L'intreccio fra mitologia e cosmologia che caratterizza tale figura riguarda un periodo molto esteso che, almeno in Europa, va dal 35.000 a.C. al 3.000 a.C. circa, permanendo in talune aree del Mediterraneo come Creta fino al II millennio a.C. inoltrato. Trattandosi del resto di un principio dalla valenza universale, non c'è civiltà della storia umana che non abbia attribuito alla maternità una sua qualità divina.[2]

L'antropologo James Frazer, autore de Il ramo d'oro, ha sostenuto come ogni forma di culto incentrato su queste numerose tipologie di Dea Madre, in Europa e nell'area dell'Egeo, avesse avuto origine nelle società matriarcali pre-indo-neolitiche europee, e quindi che vi fosse una sostanziale equivalenza fra queste dee adorate in luoghi e tempi diversi.

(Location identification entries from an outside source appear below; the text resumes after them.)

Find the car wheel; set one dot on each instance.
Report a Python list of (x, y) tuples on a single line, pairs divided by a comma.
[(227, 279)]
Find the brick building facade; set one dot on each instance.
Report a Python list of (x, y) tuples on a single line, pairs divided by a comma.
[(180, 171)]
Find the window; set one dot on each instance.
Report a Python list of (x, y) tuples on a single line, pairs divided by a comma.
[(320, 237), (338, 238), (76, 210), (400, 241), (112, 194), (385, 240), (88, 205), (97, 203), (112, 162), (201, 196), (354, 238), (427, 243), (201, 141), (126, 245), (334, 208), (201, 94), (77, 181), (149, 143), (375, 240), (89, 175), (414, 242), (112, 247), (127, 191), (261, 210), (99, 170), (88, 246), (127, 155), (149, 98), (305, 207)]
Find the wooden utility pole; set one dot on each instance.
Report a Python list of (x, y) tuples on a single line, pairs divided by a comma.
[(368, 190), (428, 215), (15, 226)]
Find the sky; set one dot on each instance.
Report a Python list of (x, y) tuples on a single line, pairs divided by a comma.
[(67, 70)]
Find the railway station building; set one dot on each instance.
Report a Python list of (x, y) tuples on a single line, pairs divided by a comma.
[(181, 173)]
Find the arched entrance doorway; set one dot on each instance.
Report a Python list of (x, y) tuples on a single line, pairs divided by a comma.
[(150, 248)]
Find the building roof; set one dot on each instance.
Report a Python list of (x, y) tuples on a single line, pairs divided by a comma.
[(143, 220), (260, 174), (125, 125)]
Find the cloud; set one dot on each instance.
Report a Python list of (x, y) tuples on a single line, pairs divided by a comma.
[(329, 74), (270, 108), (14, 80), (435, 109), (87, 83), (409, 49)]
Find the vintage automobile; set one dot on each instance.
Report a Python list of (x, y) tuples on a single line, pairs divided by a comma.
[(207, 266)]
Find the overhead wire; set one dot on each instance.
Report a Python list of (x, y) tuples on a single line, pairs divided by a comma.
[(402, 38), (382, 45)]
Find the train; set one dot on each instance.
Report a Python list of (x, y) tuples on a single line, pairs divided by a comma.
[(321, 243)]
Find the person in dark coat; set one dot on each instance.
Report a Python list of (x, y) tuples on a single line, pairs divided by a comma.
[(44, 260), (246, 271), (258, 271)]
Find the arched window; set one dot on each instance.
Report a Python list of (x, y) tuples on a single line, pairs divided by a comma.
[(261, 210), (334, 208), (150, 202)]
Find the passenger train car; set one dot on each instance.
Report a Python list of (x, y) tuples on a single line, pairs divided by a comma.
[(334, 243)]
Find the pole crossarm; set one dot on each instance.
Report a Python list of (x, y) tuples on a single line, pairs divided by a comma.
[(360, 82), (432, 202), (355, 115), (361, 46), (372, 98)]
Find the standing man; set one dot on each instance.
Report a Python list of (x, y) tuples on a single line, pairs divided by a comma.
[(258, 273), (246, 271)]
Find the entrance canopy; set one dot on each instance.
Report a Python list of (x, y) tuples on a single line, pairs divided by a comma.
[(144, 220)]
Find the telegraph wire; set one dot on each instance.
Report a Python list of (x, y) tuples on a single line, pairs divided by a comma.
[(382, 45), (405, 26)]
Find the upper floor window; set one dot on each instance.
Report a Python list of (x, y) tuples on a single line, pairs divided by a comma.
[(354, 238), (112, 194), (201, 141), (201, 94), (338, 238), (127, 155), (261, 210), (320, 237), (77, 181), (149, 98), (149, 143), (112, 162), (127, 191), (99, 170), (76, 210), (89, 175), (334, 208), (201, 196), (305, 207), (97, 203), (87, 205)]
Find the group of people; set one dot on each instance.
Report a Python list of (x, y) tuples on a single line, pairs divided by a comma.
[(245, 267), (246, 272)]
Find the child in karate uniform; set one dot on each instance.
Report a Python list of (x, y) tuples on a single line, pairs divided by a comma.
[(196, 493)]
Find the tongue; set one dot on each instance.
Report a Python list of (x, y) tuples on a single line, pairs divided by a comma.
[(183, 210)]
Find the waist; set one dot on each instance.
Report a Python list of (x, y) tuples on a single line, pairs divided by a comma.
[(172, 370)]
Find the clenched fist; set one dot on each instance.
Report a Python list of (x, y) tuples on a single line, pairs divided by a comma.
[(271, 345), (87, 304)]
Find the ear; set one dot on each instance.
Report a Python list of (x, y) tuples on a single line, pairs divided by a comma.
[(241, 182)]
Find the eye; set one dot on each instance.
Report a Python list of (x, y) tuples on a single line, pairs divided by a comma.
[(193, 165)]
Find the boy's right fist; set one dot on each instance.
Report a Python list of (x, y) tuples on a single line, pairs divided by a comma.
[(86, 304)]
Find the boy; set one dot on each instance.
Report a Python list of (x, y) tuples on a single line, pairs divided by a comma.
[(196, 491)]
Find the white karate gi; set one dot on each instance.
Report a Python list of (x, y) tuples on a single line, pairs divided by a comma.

La tesi che le varie divinità femminili adattabili alla concezione antropologica moderna di Dea Madre fossero intercambiabili, utile in ogni caso in ambito mitografico, è stata oggetto di dibattito da parte di autori come Robert Graves, Johann Jakob Bachofen, Joseph Campbell, Jane Ellen Harrison, Marija Gimbutas, Walter Burkert, ed altri.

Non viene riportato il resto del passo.